The commitment dissipates and the connection to our goals gets lost when things start to seem unattainable in the midst of struggle or setback. There’s a tendency to shift how we talk to ourselves when these circumstances arises. We become a product of our circumstances and can allow them to define who we are, to check us out of what’s possible and into the default mindset of selling ourselves short of what we are capable of.

This past weekend I competed for the first time in six months. Throughout my time of training and competition I’ve endured a handful of cuts to fulfill some concept of needing to be in a specific weight class. It was previously decided that I would compete up a weight class where my body had naturally been sitting to create an enjoyable experience and opportunity to exceed my previous performances.

I stepped on the scale every morning throughout the week and was sitting above the required number to make weight. Thursday morning when I woke up seeing an increase I had a dramatic shift in mindset. I feel into a state of demeaning myself, my body, my ability to be the athlete I striving to be.

My self-talk took a turn from feeling confident and more than prepared to step on the platform and compete to over analyzing my worth and abilities based on the number produced on a scale. I let my mind spiral thoughts of how inadequate I was for moving up a weight class to train and compete to the best of my abilities and then coming up against a struggle of not being able to maintain that weight class number.

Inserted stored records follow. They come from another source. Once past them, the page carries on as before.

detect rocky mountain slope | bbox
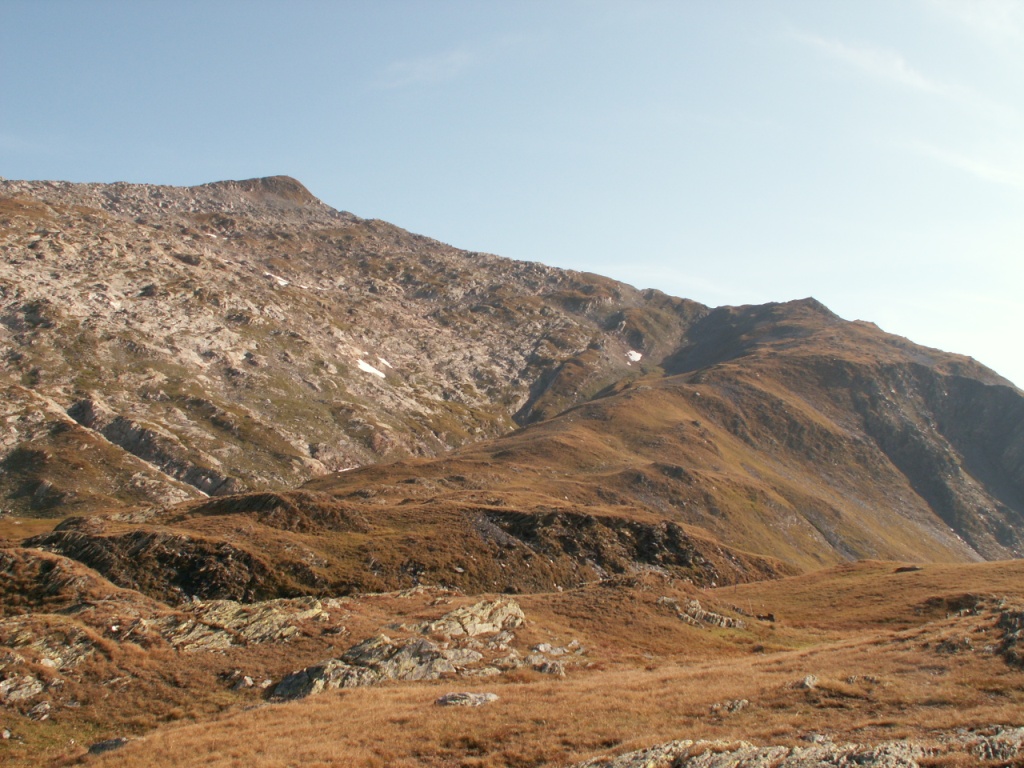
[0,176,700,517]
[2,176,1024,596]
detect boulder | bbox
[272,659,373,700]
[273,633,457,700]
[88,737,130,755]
[798,674,818,690]
[0,674,44,702]
[340,634,456,681]
[419,599,524,638]
[435,692,499,707]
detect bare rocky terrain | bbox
[1,176,1023,766]
[1,175,695,517]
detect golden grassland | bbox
[24,559,1020,768]
[0,516,58,544]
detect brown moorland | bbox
[23,560,1016,768]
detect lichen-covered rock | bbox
[0,616,97,669]
[271,658,375,700]
[347,635,456,681]
[657,596,746,629]
[532,659,565,677]
[434,692,498,707]
[273,633,457,700]
[966,727,1024,761]
[574,739,697,768]
[442,647,484,666]
[160,596,324,651]
[0,674,44,702]
[418,599,525,638]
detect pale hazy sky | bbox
[3,1,1022,386]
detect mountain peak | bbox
[198,175,320,206]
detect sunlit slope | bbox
[32,297,1024,599]
[307,297,1024,571]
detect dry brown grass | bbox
[0,516,59,545]
[78,635,1024,768]
[37,559,1019,768]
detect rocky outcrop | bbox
[572,728,1024,768]
[273,598,536,700]
[272,634,457,699]
[657,597,746,629]
[434,691,498,707]
[481,510,789,587]
[0,384,199,517]
[999,606,1024,667]
[0,674,44,703]
[25,524,283,603]
[67,401,238,496]
[158,596,325,651]
[417,598,524,638]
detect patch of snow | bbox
[263,272,289,287]
[378,357,393,368]
[357,359,387,379]
[626,350,643,362]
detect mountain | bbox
[2,176,1024,766]
[1,175,702,515]
[3,176,1022,591]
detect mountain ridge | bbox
[3,175,1022,593]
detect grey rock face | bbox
[159,596,325,651]
[0,674,44,702]
[273,633,456,700]
[272,597,541,700]
[418,598,525,638]
[434,691,499,707]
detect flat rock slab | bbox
[435,692,499,707]
[88,737,130,755]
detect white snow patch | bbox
[263,271,290,287]
[377,357,393,369]
[626,350,643,362]
[357,359,387,379]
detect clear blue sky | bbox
[3,1,1022,386]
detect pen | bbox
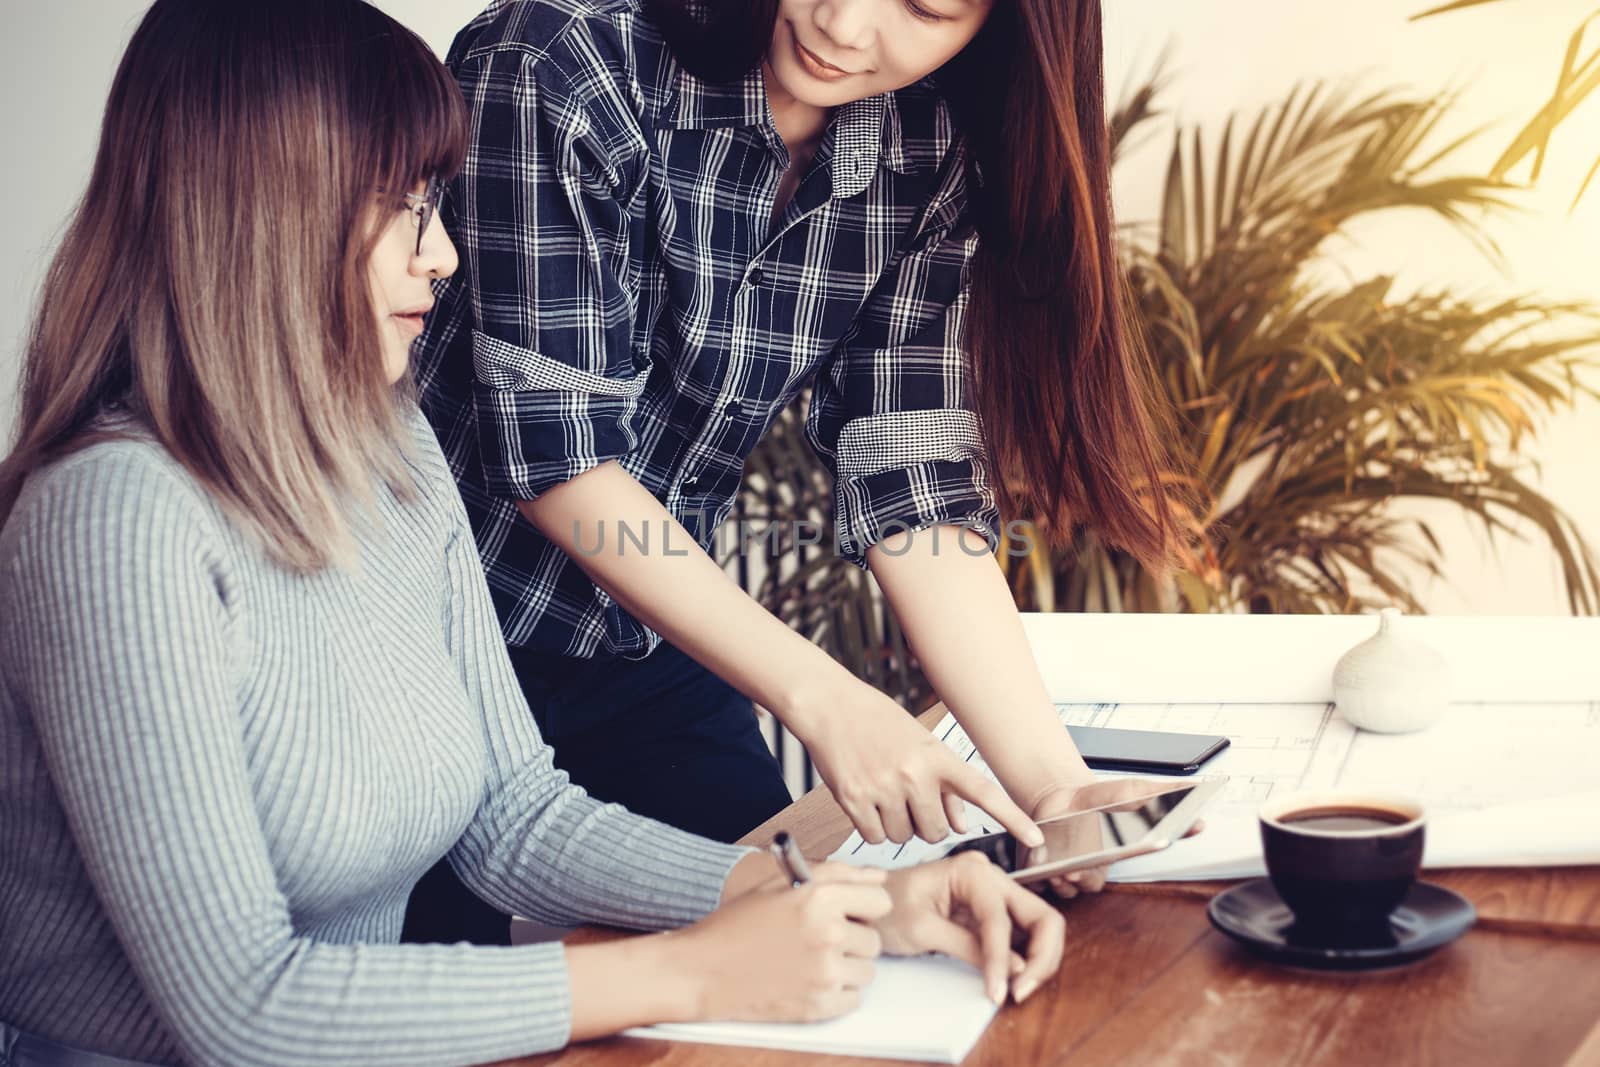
[769,830,812,887]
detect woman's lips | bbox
[394,312,428,337]
[792,30,853,82]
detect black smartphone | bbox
[1066,725,1230,775]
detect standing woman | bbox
[412,0,1186,939]
[0,1,1067,1062]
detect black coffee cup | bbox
[1259,792,1425,935]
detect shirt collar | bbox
[829,93,888,198]
[660,63,923,194]
[660,61,770,130]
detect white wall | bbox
[5,1,1596,614]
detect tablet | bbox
[943,777,1227,884]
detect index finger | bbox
[1003,881,1066,998]
[937,757,1042,847]
[967,883,1019,1005]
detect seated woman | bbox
[0,2,1064,1065]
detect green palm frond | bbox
[1108,48,1172,167]
[1413,2,1600,208]
[1105,80,1600,617]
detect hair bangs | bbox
[364,19,468,196]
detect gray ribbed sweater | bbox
[0,410,750,1067]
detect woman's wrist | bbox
[637,929,708,1022]
[565,931,703,1039]
[1001,736,1097,816]
[719,851,783,905]
[766,662,858,746]
[1022,762,1100,815]
[961,701,1096,816]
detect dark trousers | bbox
[401,640,793,945]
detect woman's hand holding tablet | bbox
[949,778,1226,897]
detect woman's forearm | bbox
[518,461,851,740]
[520,466,1048,845]
[867,525,1094,810]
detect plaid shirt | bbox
[416,0,999,659]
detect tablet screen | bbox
[946,781,1203,875]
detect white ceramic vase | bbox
[1331,608,1451,734]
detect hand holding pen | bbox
[663,833,891,1022]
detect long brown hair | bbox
[650,0,1190,569]
[0,0,466,570]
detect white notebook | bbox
[623,955,999,1063]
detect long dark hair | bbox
[649,0,1188,569]
[1,0,467,568]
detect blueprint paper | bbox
[829,703,1600,881]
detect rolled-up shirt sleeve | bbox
[451,47,647,500]
[806,180,1001,567]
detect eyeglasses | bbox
[401,175,444,257]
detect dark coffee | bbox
[1280,807,1410,833]
[1259,796,1426,935]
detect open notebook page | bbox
[623,955,998,1064]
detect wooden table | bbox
[506,706,1600,1067]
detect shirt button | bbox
[723,400,743,417]
[682,475,701,495]
[747,268,765,288]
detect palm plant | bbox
[1413,2,1600,207]
[728,76,1600,708]
[1031,79,1600,616]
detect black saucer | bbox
[1207,878,1476,970]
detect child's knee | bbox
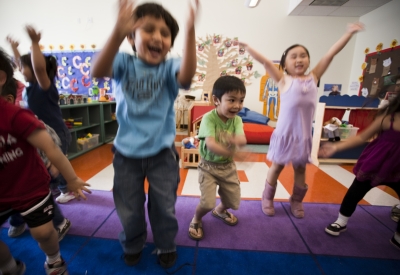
[199,200,215,212]
[30,222,56,242]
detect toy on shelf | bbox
[323,117,341,142]
[64,118,83,129]
[77,133,99,151]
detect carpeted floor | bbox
[2,190,400,274]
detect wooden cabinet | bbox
[310,95,379,166]
[60,102,117,159]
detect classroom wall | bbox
[0,0,369,113]
[348,0,400,96]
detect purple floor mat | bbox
[360,204,397,230]
[283,202,400,260]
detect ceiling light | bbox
[245,0,260,8]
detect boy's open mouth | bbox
[148,45,162,57]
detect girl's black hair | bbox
[279,44,310,73]
[20,53,58,82]
[212,75,246,102]
[132,3,179,51]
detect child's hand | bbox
[116,0,140,38]
[186,0,200,31]
[318,143,337,158]
[67,177,91,200]
[25,25,41,44]
[347,22,364,34]
[6,36,19,48]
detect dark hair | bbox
[20,53,58,82]
[212,76,246,102]
[132,3,179,51]
[279,44,310,73]
[1,78,17,98]
[0,48,14,84]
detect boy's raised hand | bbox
[25,25,41,44]
[6,36,19,48]
[116,0,142,38]
[186,0,200,30]
[67,177,91,200]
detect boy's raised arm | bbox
[177,0,200,87]
[91,0,138,78]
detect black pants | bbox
[339,178,400,232]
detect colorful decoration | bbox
[70,44,75,51]
[45,50,111,95]
[364,47,369,54]
[49,44,54,51]
[59,45,64,50]
[191,34,259,97]
[91,44,96,51]
[361,63,367,70]
[391,39,398,48]
[39,44,45,51]
[358,76,363,82]
[80,44,85,50]
[376,43,383,52]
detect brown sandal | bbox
[188,221,203,240]
[211,209,238,226]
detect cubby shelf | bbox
[61,102,117,160]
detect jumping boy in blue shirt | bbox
[91,0,200,268]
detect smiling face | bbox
[129,15,172,65]
[214,90,245,123]
[283,46,310,77]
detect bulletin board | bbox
[43,51,112,96]
[360,45,400,99]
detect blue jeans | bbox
[56,128,71,194]
[113,145,179,255]
[9,195,65,227]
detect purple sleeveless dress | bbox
[267,76,317,166]
[353,113,400,186]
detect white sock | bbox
[0,257,17,273]
[334,213,349,227]
[46,251,61,265]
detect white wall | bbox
[348,0,400,96]
[0,0,364,113]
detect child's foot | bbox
[325,222,347,236]
[211,209,238,226]
[188,219,203,240]
[56,192,75,204]
[44,258,68,275]
[391,204,400,222]
[8,224,26,238]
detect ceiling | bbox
[288,0,392,17]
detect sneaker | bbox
[44,259,68,275]
[391,204,400,222]
[123,251,142,266]
[325,223,347,236]
[2,260,26,275]
[8,224,26,238]
[390,235,400,250]
[158,251,177,268]
[55,192,75,204]
[57,219,71,242]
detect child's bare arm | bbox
[239,42,283,83]
[25,25,52,90]
[27,129,91,199]
[177,0,200,87]
[205,137,235,158]
[312,22,364,81]
[91,0,141,78]
[6,36,21,69]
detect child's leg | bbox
[0,241,26,274]
[113,150,147,259]
[289,165,308,218]
[262,163,284,216]
[326,178,372,236]
[29,221,59,257]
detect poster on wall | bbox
[44,51,112,98]
[259,63,281,121]
[324,84,342,96]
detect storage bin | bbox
[322,127,359,140]
[77,134,99,151]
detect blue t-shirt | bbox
[112,53,182,158]
[26,82,67,136]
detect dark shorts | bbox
[0,192,55,228]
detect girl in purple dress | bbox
[240,22,364,218]
[319,90,400,249]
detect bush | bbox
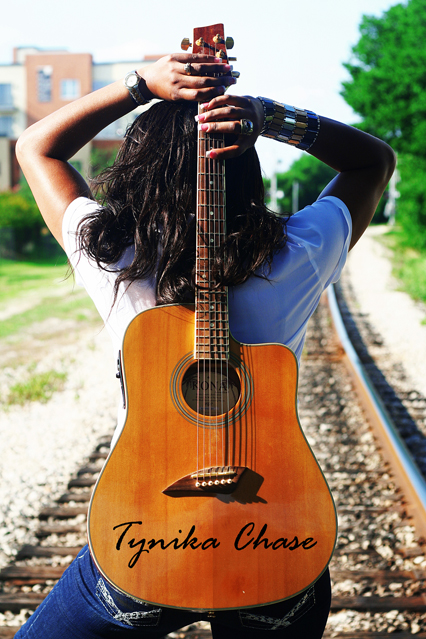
[0,190,42,231]
[394,154,426,251]
[0,182,61,259]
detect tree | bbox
[342,0,426,157]
[265,154,337,215]
[90,146,118,177]
[342,0,426,245]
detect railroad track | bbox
[1,275,426,638]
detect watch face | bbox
[126,73,138,88]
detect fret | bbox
[197,312,228,317]
[196,342,229,347]
[196,351,230,356]
[197,313,228,320]
[196,330,229,335]
[196,345,229,350]
[195,343,229,349]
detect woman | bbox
[16,52,395,638]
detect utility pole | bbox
[269,159,283,214]
[292,181,299,214]
[384,165,400,226]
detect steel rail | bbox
[327,283,426,539]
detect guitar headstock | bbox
[181,23,236,62]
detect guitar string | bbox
[221,140,229,473]
[216,138,221,472]
[214,159,218,469]
[211,136,219,474]
[196,103,203,483]
[195,41,230,485]
[214,41,223,477]
[196,114,200,482]
[213,43,219,474]
[209,44,213,478]
[207,132,211,474]
[202,118,206,482]
[216,136,225,472]
[213,136,219,473]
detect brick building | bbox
[0,47,159,191]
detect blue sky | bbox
[2,0,397,175]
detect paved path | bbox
[344,225,426,397]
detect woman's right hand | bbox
[138,53,237,103]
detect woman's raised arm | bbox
[16,54,235,248]
[308,117,396,249]
[198,95,396,250]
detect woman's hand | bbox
[194,95,265,160]
[139,54,237,103]
[15,52,247,247]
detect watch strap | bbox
[124,71,151,107]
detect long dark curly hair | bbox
[77,100,287,305]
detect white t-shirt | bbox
[63,195,351,360]
[63,195,351,442]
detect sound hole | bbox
[182,361,240,416]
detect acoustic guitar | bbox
[88,23,337,611]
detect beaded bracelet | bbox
[257,97,320,151]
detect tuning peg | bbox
[228,57,237,62]
[231,70,240,78]
[225,37,234,50]
[181,38,192,51]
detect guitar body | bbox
[88,304,337,610]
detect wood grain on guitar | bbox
[88,24,337,612]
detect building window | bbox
[0,84,13,107]
[60,79,80,100]
[0,116,13,137]
[37,66,52,102]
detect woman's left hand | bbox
[195,95,264,160]
[139,54,237,103]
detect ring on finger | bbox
[184,62,195,76]
[240,119,254,136]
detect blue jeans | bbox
[15,546,331,638]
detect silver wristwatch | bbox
[124,70,150,106]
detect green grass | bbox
[380,228,426,305]
[0,258,99,339]
[0,257,69,305]
[393,251,426,303]
[7,369,68,405]
[0,293,99,339]
[0,258,100,405]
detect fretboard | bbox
[195,107,229,360]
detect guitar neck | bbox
[195,107,229,361]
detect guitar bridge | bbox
[163,466,248,495]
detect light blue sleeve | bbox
[285,196,352,289]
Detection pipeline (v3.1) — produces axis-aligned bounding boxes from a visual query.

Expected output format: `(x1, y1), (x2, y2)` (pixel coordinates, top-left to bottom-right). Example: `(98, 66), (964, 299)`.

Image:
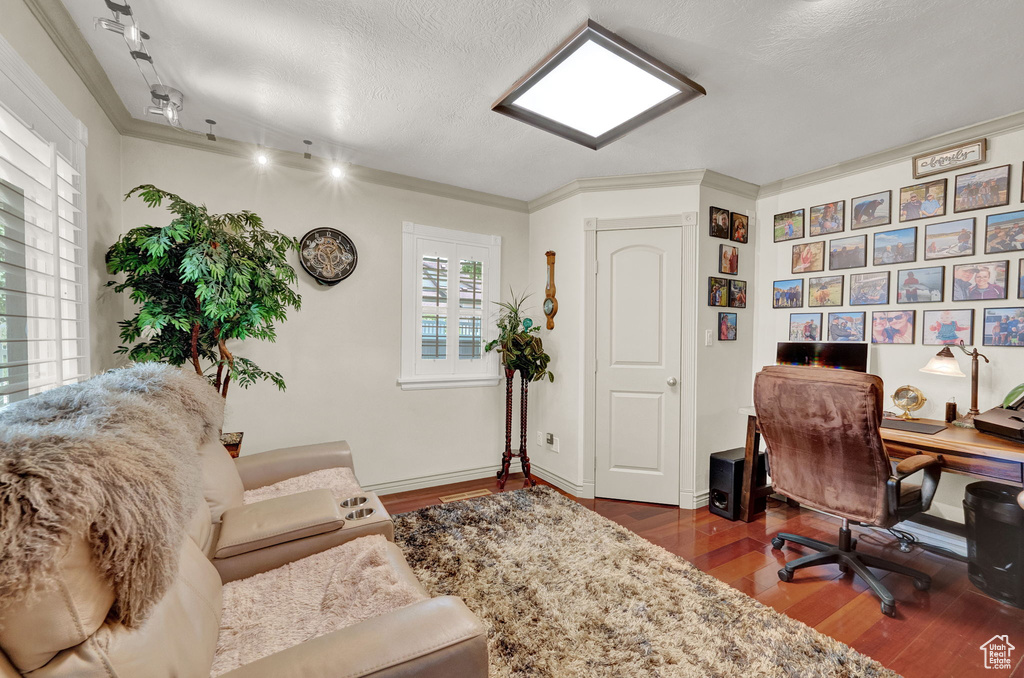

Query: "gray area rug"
(394, 486), (898, 678)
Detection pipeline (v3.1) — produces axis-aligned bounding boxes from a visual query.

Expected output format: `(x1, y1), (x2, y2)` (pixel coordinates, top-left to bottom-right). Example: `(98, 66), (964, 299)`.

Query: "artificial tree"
(106, 185), (301, 399)
(485, 290), (553, 488)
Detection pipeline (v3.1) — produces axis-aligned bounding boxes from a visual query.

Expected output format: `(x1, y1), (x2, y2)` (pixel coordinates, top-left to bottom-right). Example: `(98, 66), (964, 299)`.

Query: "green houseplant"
(485, 290), (553, 488)
(106, 185), (301, 400)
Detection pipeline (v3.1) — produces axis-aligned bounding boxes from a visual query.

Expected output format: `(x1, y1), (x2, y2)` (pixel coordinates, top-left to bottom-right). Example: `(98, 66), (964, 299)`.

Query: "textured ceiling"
(62, 0), (1024, 201)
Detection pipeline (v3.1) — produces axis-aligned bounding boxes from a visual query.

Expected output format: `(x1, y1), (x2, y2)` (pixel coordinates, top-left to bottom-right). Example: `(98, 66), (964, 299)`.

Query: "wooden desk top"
(880, 418), (1024, 464)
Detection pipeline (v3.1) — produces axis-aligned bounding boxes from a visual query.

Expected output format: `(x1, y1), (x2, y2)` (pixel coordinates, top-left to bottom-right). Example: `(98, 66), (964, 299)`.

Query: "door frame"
(583, 213), (700, 508)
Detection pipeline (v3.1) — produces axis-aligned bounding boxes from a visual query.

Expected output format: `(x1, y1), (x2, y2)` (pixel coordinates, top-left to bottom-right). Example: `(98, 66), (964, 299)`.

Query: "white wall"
(754, 127), (1024, 521)
(119, 137), (530, 489)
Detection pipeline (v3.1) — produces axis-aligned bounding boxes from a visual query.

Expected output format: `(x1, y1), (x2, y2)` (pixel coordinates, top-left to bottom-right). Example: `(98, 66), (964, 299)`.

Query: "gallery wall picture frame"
(829, 234), (867, 270)
(774, 209), (805, 243)
(850, 271), (890, 306)
(952, 260), (1009, 301)
(1019, 259), (1024, 299)
(773, 278), (804, 309)
(708, 276), (730, 307)
(871, 310), (916, 344)
(873, 227), (917, 266)
(984, 209), (1024, 254)
(913, 138), (986, 179)
(710, 206), (731, 239)
(899, 179), (947, 222)
(897, 266), (944, 304)
(729, 280), (747, 308)
(924, 218), (975, 260)
(851, 191), (891, 229)
(827, 311), (866, 342)
(730, 212), (749, 244)
(718, 312), (738, 341)
(809, 200), (845, 237)
(789, 313), (822, 341)
(1021, 161), (1024, 203)
(807, 275), (843, 307)
(922, 309), (974, 346)
(953, 164), (1011, 213)
(791, 241), (825, 274)
(982, 307), (1024, 347)
(719, 244), (739, 275)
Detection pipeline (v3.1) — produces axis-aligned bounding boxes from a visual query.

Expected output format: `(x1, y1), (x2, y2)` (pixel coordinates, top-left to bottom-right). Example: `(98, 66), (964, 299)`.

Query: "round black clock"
(298, 228), (357, 286)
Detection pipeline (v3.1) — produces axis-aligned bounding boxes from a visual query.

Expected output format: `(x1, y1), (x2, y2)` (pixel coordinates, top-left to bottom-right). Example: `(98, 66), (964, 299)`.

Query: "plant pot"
(220, 431), (244, 458)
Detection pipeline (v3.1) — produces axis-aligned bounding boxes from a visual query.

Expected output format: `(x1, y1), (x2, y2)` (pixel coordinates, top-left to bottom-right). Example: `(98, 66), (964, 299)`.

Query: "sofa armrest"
(234, 441), (354, 490)
(215, 489), (344, 559)
(220, 596), (487, 678)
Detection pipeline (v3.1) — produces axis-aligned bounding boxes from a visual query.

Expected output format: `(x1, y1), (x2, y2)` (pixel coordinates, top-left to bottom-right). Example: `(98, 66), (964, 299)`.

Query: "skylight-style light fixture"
(492, 20), (705, 150)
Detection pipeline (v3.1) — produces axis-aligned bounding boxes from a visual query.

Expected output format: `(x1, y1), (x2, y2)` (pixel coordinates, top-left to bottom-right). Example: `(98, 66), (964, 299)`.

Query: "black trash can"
(963, 481), (1024, 609)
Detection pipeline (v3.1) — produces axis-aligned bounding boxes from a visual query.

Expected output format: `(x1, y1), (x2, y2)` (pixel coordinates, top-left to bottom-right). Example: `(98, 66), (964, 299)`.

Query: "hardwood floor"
(381, 474), (1024, 678)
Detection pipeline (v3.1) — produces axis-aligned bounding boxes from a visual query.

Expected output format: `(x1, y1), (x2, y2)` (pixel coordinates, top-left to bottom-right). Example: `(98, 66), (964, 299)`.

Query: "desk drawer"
(886, 442), (1024, 484)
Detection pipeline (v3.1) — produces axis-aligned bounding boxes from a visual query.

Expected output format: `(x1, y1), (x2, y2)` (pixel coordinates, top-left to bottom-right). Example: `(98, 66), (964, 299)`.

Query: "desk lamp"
(919, 340), (990, 426)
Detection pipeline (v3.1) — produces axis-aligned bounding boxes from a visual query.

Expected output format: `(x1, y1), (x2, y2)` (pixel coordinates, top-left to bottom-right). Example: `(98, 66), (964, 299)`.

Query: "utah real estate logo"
(979, 635), (1015, 670)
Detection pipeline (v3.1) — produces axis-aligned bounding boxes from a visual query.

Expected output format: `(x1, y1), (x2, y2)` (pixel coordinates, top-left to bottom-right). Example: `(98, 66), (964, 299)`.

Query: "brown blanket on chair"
(0, 363), (224, 627)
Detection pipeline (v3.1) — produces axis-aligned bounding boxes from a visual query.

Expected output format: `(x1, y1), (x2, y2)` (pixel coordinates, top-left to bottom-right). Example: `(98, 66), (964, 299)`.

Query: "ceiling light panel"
(492, 20), (705, 150)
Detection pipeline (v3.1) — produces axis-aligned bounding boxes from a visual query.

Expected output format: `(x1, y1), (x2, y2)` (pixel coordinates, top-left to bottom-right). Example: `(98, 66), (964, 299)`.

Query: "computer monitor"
(775, 342), (868, 373)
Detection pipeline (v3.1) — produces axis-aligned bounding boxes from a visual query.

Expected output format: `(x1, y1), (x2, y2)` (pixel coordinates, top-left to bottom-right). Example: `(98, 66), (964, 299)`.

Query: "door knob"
(667, 377), (678, 387)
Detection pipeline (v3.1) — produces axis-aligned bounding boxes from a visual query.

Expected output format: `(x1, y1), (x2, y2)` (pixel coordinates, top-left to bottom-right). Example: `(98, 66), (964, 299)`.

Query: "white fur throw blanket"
(0, 363), (224, 627)
(212, 535), (428, 676)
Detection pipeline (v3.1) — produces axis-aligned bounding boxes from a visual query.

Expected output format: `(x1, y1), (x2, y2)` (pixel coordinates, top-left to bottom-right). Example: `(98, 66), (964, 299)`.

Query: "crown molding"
(698, 169), (760, 200)
(757, 108), (1024, 199)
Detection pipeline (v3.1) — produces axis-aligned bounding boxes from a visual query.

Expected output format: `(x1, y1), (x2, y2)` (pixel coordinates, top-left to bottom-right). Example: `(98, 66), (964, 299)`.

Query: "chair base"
(772, 525), (931, 617)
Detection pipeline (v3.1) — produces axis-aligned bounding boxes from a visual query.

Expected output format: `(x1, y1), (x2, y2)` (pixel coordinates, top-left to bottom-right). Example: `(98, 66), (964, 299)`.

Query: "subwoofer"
(709, 447), (767, 521)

When you come against resistance in pursuit of everything you want to have happen what do you choose to do?

You could take the path of least resistance. You could check out. You could run. You could fight it. You could give up.

OR

You could define who you want to be, who you are looking to become, and how you achieve what is more the obtainable by not allowing the circumstance to define you.

The thoughts ran through my head of refusing to compete or how I would shame myself if taking part in competition required me to move up another weight class.

There is where I was presented with a choice. Be defined by the circumstances, in turn letting myself down or move through the circumstances and define my goals and what I’m capable of.

Nothing changed. There was nothing different about the results I had produced over months of training, nothing was lost in how prepared I was in my movements, in the weights I could pull of the ground. Nothing changed except what I was saying.

Those moments are a choice to define who you are, who you want to be, and what you want to have happen. It’s when you choose to be undefined by the circumstances and that you create space for the possibilities of what could happen when you are not defined by anything but your own word.

The moment I put a halt to resisting the circumstances dropped the negative self-talk, and choose to define my fight was the moment I received my power back to define myself and take control of being in creation of exactly what I wanted to have happen.

I left my competition, not only making weight, but experiencing the best performance of my lifting career thus far.

The circumstances you’ll endure won’t change the abilities and possibilities available to you. They can’t rob you of the work you’ve put in, they can’t alter what you’ve achieved, and they can’t stop you from moving forward on the path to everything you want to create.

You can keep talking yourself out of the thing you are hoping for or you can decide that your dream is more powerful than your excuse.

It’s about disrupting the habits, even in the moments of wanting to quit, especially in those moments, not easy buttoning your way out, but proving to yourself that you can keep your word.

Today, choose who you want to be, choose commitment to who you are and who you can be, and be open to all of what’s possible when you do.